L’Irlande avait objectivement intérêt à interdire à ceux qui étaient à 9 % d’y rester : par définition, elle est la moins affectée de toutes les juridictions fiscales qui taxent aujourd’hui les bénéfices des sociétés à un taux inférieur à 15 %.

La façon dont l’Irlande s’est comportée est un exemple magistral de la théorie des jeux appliquée à la négociation : les Irlandais sont arrivés avec leur liste de demandes qui ont été satisfaites parce qu’il y a une grande difficulté intrinsèque à obtenir une coalition de pays suffisamment grande dans un jeu non-répétitif non-coopératif (comme l’a montré Scott Barret en 1998).

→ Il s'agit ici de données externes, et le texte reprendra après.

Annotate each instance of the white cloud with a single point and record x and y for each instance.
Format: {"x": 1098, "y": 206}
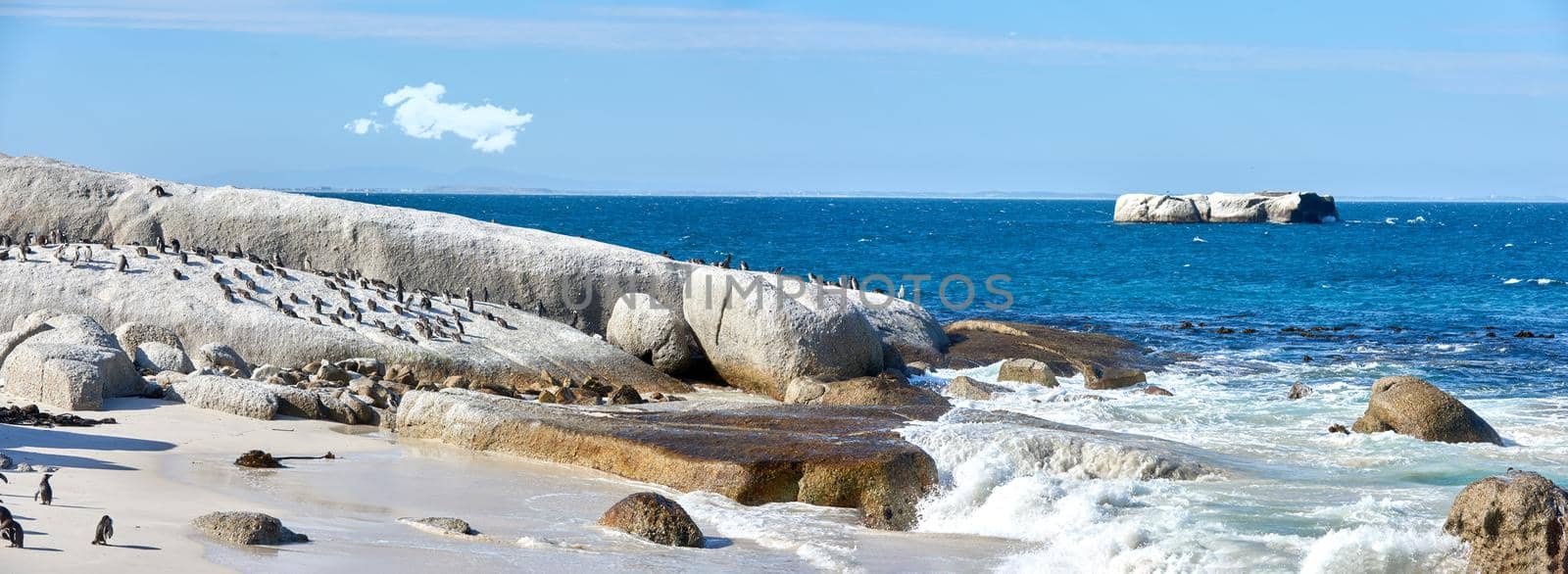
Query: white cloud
{"x": 643, "y": 28}
{"x": 365, "y": 125}
{"x": 420, "y": 114}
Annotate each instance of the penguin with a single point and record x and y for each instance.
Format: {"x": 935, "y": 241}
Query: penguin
{"x": 104, "y": 532}
{"x": 46, "y": 495}
{"x": 12, "y": 532}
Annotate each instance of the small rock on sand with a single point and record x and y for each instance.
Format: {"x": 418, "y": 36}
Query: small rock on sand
{"x": 258, "y": 459}
{"x": 248, "y": 529}
{"x": 441, "y": 526}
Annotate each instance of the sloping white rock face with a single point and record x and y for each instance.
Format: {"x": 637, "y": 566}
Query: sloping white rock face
{"x": 234, "y": 396}
{"x": 760, "y": 334}
{"x": 196, "y": 308}
{"x": 436, "y": 251}
{"x": 67, "y": 361}
{"x": 154, "y": 349}
{"x": 1227, "y": 208}
{"x": 651, "y": 331}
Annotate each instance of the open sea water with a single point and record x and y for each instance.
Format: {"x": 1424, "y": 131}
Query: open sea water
{"x": 1437, "y": 291}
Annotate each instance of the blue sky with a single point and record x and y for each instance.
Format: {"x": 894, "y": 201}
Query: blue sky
{"x": 1424, "y": 98}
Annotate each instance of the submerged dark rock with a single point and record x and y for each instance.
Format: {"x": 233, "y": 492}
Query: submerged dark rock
{"x": 1513, "y": 522}
{"x": 1413, "y": 407}
{"x": 1104, "y": 361}
{"x": 655, "y": 518}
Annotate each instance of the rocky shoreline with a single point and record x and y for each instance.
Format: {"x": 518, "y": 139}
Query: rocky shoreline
{"x": 264, "y": 305}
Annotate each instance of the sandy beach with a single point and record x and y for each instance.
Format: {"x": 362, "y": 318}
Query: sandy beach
{"x": 164, "y": 464}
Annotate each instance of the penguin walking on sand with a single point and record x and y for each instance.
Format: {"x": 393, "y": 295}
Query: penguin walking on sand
{"x": 104, "y": 532}
{"x": 46, "y": 495}
{"x": 10, "y": 530}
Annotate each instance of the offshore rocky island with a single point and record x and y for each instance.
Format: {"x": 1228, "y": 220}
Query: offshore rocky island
{"x": 758, "y": 386}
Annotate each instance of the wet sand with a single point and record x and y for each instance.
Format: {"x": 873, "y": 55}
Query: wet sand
{"x": 165, "y": 464}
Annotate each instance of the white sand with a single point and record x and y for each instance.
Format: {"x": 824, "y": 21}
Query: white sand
{"x": 165, "y": 464}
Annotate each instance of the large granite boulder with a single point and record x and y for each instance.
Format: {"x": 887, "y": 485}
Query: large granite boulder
{"x": 247, "y": 529}
{"x": 1413, "y": 407}
{"x": 1227, "y": 208}
{"x": 516, "y": 350}
{"x": 1027, "y": 370}
{"x": 1513, "y": 522}
{"x": 906, "y": 326}
{"x": 823, "y": 455}
{"x": 651, "y": 331}
{"x": 655, "y": 518}
{"x": 156, "y": 358}
{"x": 234, "y": 396}
{"x": 68, "y": 361}
{"x": 70, "y": 377}
{"x": 1104, "y": 361}
{"x": 572, "y": 279}
{"x": 164, "y": 349}
{"x": 968, "y": 388}
{"x": 760, "y": 333}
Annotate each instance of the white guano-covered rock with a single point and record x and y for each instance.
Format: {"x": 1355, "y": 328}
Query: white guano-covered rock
{"x": 760, "y": 333}
{"x": 234, "y": 396}
{"x": 156, "y": 357}
{"x": 651, "y": 331}
{"x": 435, "y": 251}
{"x": 1227, "y": 208}
{"x": 255, "y": 331}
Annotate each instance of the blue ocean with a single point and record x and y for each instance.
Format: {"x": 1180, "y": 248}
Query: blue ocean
{"x": 1473, "y": 297}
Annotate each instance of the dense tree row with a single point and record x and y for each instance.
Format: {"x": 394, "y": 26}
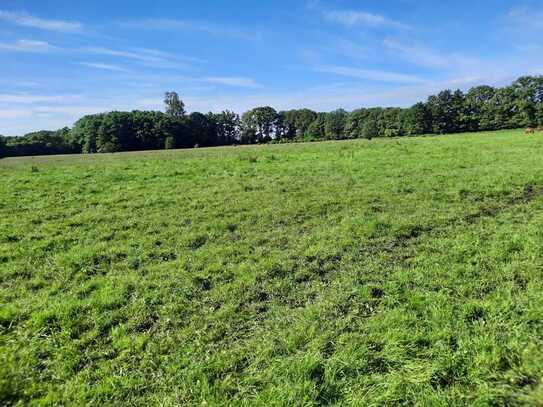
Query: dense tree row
{"x": 481, "y": 108}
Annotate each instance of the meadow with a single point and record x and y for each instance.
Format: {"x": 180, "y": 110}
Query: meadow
{"x": 403, "y": 271}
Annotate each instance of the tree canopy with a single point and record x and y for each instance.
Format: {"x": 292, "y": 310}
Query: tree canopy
{"x": 450, "y": 111}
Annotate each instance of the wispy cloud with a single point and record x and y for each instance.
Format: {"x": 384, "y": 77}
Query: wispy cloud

Le fonctionnaire français (très) moyen n’avait aucune chance de prévaloir dans une telle négociation.

L’Estonie

Les modifications obtenues par l’Irlande ont permis d’annuler les effets négatifs sur l’Estonie : au début, en juillet 2021, l’accord « historique » annoncé sous le patronage de l’OCDE s’appliquait aux multinationales réalisant au moins 750 millions d’euros de chiffre d’affaires mais le relèvement de cette limite à 20 milliards d’euros de chiffre d’affaires garantit que cet accord n’aura aucun impact sur les petites et moyennes entreprises et « ne changera rien pour la plupart des opérateurs économiques estoniens et concernera uniquement les filiales de grandes multinationales », selon la Première ministre estonienne, Kaja Kallas.

La Hongrie

Restait la Hongrie ! Qu’allait-elle décider ?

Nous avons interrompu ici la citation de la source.